In Pyongyang, there is a concentration of central institutions whose officials too are looking for ways to survive outside the system. The fact that such disorder has reached even the capital city of Pyongyang has diminished the prestige of the leadership in the people’s eyes. As latecomers to the markets, Pyongyang residents are scrabbling for their individual livelihoods. Yet from above still come the orders for collective action such as infrastructural development, military mobilization and adherence to revolutionary thought. This is only serving to further distance the reality of Pyongyang residents’ lives from the their leadership.
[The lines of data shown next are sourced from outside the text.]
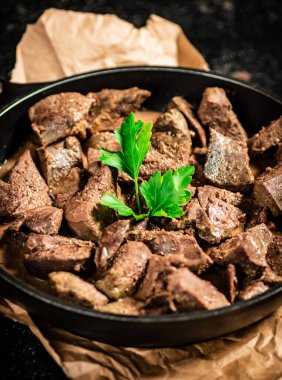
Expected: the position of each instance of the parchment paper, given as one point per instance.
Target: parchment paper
(63, 43)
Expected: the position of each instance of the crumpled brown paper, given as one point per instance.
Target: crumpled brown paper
(63, 43)
(253, 353)
(49, 51)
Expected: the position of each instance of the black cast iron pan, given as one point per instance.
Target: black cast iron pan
(254, 108)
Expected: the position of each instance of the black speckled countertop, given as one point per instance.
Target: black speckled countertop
(233, 35)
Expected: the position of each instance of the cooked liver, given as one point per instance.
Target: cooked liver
(112, 106)
(274, 255)
(155, 279)
(260, 215)
(187, 292)
(46, 254)
(121, 279)
(186, 109)
(57, 160)
(72, 288)
(84, 214)
(45, 220)
(216, 112)
(231, 282)
(217, 217)
(106, 140)
(267, 137)
(227, 163)
(226, 246)
(110, 243)
(171, 144)
(127, 306)
(59, 116)
(180, 250)
(246, 250)
(252, 290)
(268, 190)
(25, 189)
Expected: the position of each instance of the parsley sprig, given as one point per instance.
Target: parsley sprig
(164, 194)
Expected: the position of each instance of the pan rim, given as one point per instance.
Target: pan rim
(56, 302)
(208, 74)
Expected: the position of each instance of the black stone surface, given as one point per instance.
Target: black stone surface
(233, 35)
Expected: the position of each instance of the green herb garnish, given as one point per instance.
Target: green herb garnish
(164, 194)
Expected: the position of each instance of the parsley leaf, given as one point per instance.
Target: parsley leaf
(164, 194)
(134, 139)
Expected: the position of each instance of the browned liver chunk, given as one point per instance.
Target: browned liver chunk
(187, 292)
(268, 190)
(45, 220)
(216, 112)
(110, 243)
(112, 106)
(180, 250)
(184, 107)
(252, 290)
(121, 279)
(84, 213)
(106, 140)
(154, 282)
(218, 217)
(127, 306)
(274, 255)
(227, 163)
(25, 189)
(73, 289)
(57, 253)
(57, 160)
(171, 144)
(231, 282)
(247, 250)
(268, 137)
(260, 215)
(59, 116)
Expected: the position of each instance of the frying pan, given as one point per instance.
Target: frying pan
(254, 109)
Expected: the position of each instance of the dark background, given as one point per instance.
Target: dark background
(233, 35)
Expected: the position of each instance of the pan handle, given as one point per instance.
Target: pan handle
(10, 91)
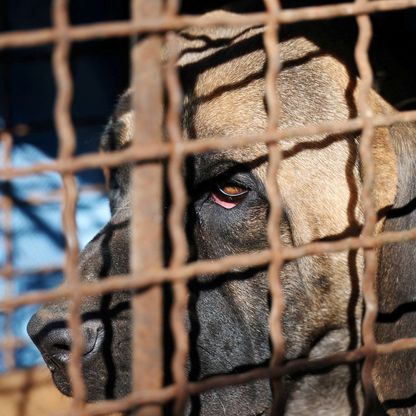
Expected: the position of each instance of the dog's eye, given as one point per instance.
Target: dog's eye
(228, 195)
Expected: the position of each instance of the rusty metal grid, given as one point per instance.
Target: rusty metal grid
(147, 272)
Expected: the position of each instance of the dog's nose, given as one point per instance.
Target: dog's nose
(54, 339)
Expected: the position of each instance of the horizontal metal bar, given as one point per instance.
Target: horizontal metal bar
(127, 28)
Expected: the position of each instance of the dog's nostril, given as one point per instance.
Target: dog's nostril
(54, 338)
(62, 347)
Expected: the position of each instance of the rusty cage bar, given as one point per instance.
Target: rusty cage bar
(153, 24)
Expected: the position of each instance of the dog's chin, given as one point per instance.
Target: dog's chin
(95, 392)
(62, 383)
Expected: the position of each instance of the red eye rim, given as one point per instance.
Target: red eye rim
(228, 200)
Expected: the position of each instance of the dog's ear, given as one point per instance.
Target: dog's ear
(395, 374)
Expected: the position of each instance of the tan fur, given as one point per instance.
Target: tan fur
(319, 177)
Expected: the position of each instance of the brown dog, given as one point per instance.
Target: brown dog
(222, 72)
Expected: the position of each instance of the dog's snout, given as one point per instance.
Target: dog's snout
(54, 338)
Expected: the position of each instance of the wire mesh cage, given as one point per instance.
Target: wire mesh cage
(160, 247)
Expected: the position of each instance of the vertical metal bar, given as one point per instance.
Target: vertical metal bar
(271, 45)
(67, 144)
(370, 218)
(7, 141)
(147, 206)
(176, 218)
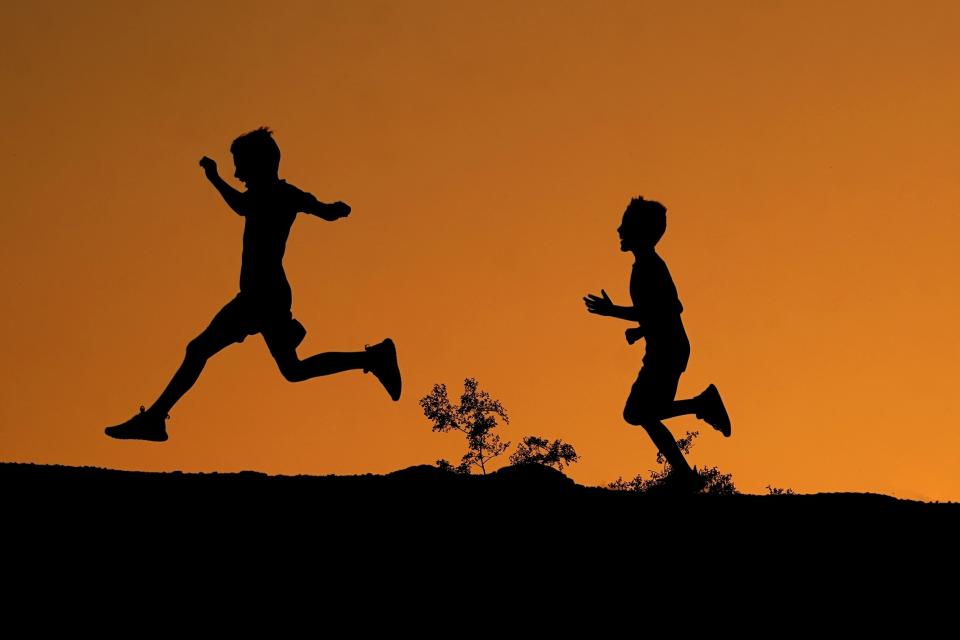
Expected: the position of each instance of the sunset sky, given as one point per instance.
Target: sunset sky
(806, 152)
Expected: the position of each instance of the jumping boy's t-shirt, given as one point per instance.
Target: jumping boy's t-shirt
(655, 298)
(269, 216)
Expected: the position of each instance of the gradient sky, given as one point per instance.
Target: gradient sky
(806, 152)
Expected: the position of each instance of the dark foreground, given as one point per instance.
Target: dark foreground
(424, 545)
(424, 506)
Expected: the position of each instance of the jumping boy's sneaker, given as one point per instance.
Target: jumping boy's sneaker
(383, 364)
(712, 410)
(143, 426)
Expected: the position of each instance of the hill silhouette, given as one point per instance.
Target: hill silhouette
(519, 502)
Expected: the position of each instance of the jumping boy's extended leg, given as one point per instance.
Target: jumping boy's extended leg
(150, 424)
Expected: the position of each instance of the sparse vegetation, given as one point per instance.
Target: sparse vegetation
(778, 491)
(476, 417)
(536, 450)
(717, 483)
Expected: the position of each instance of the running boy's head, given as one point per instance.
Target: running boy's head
(644, 223)
(256, 157)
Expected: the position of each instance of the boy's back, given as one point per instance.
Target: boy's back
(658, 309)
(269, 212)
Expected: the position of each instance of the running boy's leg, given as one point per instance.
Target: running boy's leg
(650, 397)
(226, 328)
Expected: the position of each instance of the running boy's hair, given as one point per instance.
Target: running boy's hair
(259, 147)
(649, 218)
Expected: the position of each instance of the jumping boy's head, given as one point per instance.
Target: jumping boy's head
(644, 223)
(256, 157)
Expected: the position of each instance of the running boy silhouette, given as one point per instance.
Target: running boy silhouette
(656, 308)
(269, 206)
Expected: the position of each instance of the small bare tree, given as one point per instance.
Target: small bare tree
(475, 417)
(536, 450)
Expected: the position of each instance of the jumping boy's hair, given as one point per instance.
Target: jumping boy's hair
(649, 216)
(258, 146)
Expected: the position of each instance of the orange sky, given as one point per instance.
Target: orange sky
(806, 152)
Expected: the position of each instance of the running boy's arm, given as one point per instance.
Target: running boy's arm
(234, 199)
(603, 306)
(329, 212)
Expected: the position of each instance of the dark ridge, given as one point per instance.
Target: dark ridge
(425, 512)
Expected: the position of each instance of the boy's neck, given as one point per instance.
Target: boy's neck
(644, 252)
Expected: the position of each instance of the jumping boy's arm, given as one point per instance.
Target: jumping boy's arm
(603, 306)
(234, 199)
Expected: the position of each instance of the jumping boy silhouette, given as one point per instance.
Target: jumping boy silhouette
(269, 206)
(656, 308)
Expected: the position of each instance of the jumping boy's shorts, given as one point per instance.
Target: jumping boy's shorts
(247, 315)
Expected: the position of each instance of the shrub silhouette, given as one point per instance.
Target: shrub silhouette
(717, 483)
(475, 417)
(536, 450)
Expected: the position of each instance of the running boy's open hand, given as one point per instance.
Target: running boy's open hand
(209, 167)
(602, 306)
(338, 210)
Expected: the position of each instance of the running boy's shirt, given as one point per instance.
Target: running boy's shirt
(653, 293)
(270, 213)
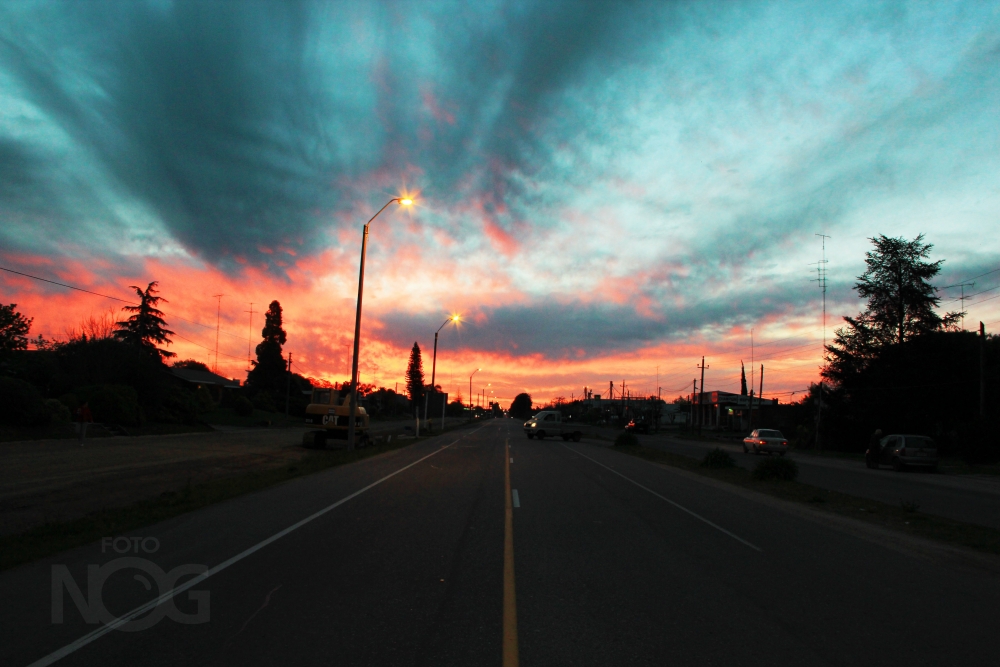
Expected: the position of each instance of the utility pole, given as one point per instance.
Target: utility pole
(694, 391)
(750, 425)
(821, 279)
(288, 383)
(760, 392)
(249, 336)
(962, 285)
(218, 315)
(982, 371)
(701, 394)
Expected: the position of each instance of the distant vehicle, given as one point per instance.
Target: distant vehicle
(330, 410)
(548, 423)
(637, 426)
(902, 451)
(765, 440)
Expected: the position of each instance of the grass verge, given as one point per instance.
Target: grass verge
(52, 538)
(904, 517)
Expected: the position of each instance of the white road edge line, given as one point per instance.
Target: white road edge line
(152, 604)
(678, 506)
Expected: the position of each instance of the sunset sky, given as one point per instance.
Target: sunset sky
(603, 191)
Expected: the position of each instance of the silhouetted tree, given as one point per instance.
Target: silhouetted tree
(14, 329)
(146, 328)
(191, 364)
(269, 371)
(520, 407)
(901, 305)
(415, 376)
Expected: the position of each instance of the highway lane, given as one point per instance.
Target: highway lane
(617, 562)
(968, 498)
Significantly, it is said that with Kim Jong-un succeeding his father Kim Jong-il, some North Koreans are thinking that there is a possibility of a change in leadership style. This is loosening the concept of an ‘absolute ruler’ to the point that it has become more difficult to carry out political purges. Take for example the purge of Ryugyung. In the past, all his associates would have disappeared with him yet only one man was punished. This may be explained by the ‘Provincialization of Pyongyang’ and the decentralization of the system. When rations stopped in Pyongyang and institutions were allowed to feed their employees rather than individuals relying on the state, a new concept of loyalty to one’s department – rather than to the Leader – was birthed in the minds of North Koreans.

The markets have completely altered the fundamental nature of the binding ties of North Korean society. Not only has the leadership not been able to provide for its people, North Koreans have already opted out of the system. In this context, continuing aid to North Korea in its existing form serves not a humanitarian purpose, but a political purpose. We must re-think how to aid the North Korean people as they continue to seek ways of sustaining their lives outside the system.